SQL vs NoSQL
Once you realize the need for databases, the next step is actually choosing one.
And if you look on the Internet this is actually not an easy task because there are so many databases out there. Even if you narrow it down to the databases that work well with Node.js, you still left with a lot of choices. And very frequently I’ll come across blog posts that have a title that’s something like this:
But no matter what choice you make the main difference between databases is whether if they are sequel based or if they are no SQL based.
Now SQL or sequel stands for Structured Query Language and it’s a really old school piece of technology that businesses have been using for many many years. Now NoSQL stands for Not Only Structured Query Language so they can actually be any format as long as it’s not SQL although most of them follow a very similar structure.
Those are the two big families of databases that you get to choose from.
And we’re going to talk about the differences between each and I’m going to show you how to work with both of these types of databases.
If you do a quick google, you will find that there are so many different types of databases that are categorized as SQUL databases or NoSQL.
But the top four most popular databases at least when we’re working with Node.js, for the sequel family that’s MySQL and Postgres. And for NoSQL, it’s going to be MongoDB and Redis. Now some of these databases you might have already heard of but a lot of people are confused as to when to use which and what are the similarities and differences and
how do you choose anyways?
So let’s talk about what are the differences between SQL and NoSQL.

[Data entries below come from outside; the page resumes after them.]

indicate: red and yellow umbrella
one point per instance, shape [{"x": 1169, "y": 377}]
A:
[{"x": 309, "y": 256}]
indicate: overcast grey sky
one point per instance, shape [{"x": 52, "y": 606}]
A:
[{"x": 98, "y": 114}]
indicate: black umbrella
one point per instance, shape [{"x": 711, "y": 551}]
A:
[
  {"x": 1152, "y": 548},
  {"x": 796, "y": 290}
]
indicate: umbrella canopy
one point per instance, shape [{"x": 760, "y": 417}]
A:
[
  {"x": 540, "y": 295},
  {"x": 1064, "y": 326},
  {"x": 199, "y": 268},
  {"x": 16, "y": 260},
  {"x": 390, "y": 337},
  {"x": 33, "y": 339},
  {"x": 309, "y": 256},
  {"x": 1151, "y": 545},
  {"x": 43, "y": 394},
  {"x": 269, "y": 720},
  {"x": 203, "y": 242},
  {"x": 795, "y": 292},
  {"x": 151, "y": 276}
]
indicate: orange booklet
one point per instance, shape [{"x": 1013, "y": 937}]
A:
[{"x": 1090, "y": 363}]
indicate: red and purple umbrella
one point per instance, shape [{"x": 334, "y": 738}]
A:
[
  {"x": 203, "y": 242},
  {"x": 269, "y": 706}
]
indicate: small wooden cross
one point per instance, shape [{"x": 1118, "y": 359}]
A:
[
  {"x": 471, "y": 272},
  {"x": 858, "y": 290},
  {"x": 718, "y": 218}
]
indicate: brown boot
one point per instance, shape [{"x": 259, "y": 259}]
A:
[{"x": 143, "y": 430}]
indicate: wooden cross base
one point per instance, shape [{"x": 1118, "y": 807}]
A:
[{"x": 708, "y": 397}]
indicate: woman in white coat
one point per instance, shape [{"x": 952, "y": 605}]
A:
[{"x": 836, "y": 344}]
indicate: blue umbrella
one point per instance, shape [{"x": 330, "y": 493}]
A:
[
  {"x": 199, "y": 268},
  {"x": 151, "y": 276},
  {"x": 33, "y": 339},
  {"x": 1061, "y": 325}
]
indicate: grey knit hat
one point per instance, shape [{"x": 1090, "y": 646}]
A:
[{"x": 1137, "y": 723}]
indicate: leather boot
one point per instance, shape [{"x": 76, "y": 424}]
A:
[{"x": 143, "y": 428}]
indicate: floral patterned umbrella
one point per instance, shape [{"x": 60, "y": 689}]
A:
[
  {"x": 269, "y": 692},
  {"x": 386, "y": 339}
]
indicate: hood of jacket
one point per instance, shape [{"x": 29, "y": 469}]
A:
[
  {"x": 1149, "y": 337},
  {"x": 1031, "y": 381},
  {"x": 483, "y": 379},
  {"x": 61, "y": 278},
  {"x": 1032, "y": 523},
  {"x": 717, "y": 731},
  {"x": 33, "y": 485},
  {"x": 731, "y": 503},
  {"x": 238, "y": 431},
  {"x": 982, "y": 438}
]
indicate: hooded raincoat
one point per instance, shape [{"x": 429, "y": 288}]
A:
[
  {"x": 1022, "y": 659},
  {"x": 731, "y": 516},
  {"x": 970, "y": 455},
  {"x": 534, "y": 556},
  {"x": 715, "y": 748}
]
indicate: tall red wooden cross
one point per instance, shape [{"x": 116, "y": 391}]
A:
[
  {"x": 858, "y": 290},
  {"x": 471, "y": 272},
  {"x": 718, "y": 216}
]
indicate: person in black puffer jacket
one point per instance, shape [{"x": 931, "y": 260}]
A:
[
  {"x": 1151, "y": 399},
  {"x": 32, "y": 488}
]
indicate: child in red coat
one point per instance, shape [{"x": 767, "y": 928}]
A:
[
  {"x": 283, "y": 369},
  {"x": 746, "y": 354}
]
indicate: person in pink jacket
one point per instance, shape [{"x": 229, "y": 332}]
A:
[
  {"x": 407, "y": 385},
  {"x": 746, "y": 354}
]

The first difference is in their structure. So let’s say that you’re starting a new business and you’ve decided to start selling stationery. Now because you’re shipping a lot of your product to your customers you need to keep a record of their names and addresses. So you create a database for that.
And if you used to excel and creating tables then you’ll find that a sequel database will serve you quite well.
A sequel database will group your data into tables.
So this is how our customer data would look if we chose a sequel database such as MySQL or
Postgres. But sometimes you might find that sequel databases can be extremely inflexible.
For example, let’s say that in your shop you have me as a customer and I’m one of those annoying customers who don’t really like having mail sent to my address.
So I say to you, ‘You know what? Why don’t you deliver to my address
but for all other communications I want you to just email me? Because we are after all in the 21st century right?
If you had a sequel table then you have a bit of a problem because that doesn’t really fit with your table.
You don’t have a pre-specified email column to fit that data and none of your existing data has an email entry.
And what if you had a customer who didn’t want to give you any information at all?
They didn’t want to give you their address or their email and they’d rather protect their privacy.
Well then you kind of have a gap in your table and it ends up looking very very irregular and that doesn’t sit very well with sequel databases.
So if you chose a sequel database, what it will try to do is it will try to square off the table. So you can add a new column called email but for all the places where there’s missing information, it will automatically insert a null.
And as we learned from previous programming lessons null can be very dangerous especially if you’re not expecting something to be null or not have any data.
For example, if you decide to send out your marketing emails, a lot of those emails are going to be going to an email address that’s called null right? But if you had a NoSQL based database such as
MongoDB, then this wouldn’t be a problem at all.
If you were working with Mongo the same data would be represented as JSON objects.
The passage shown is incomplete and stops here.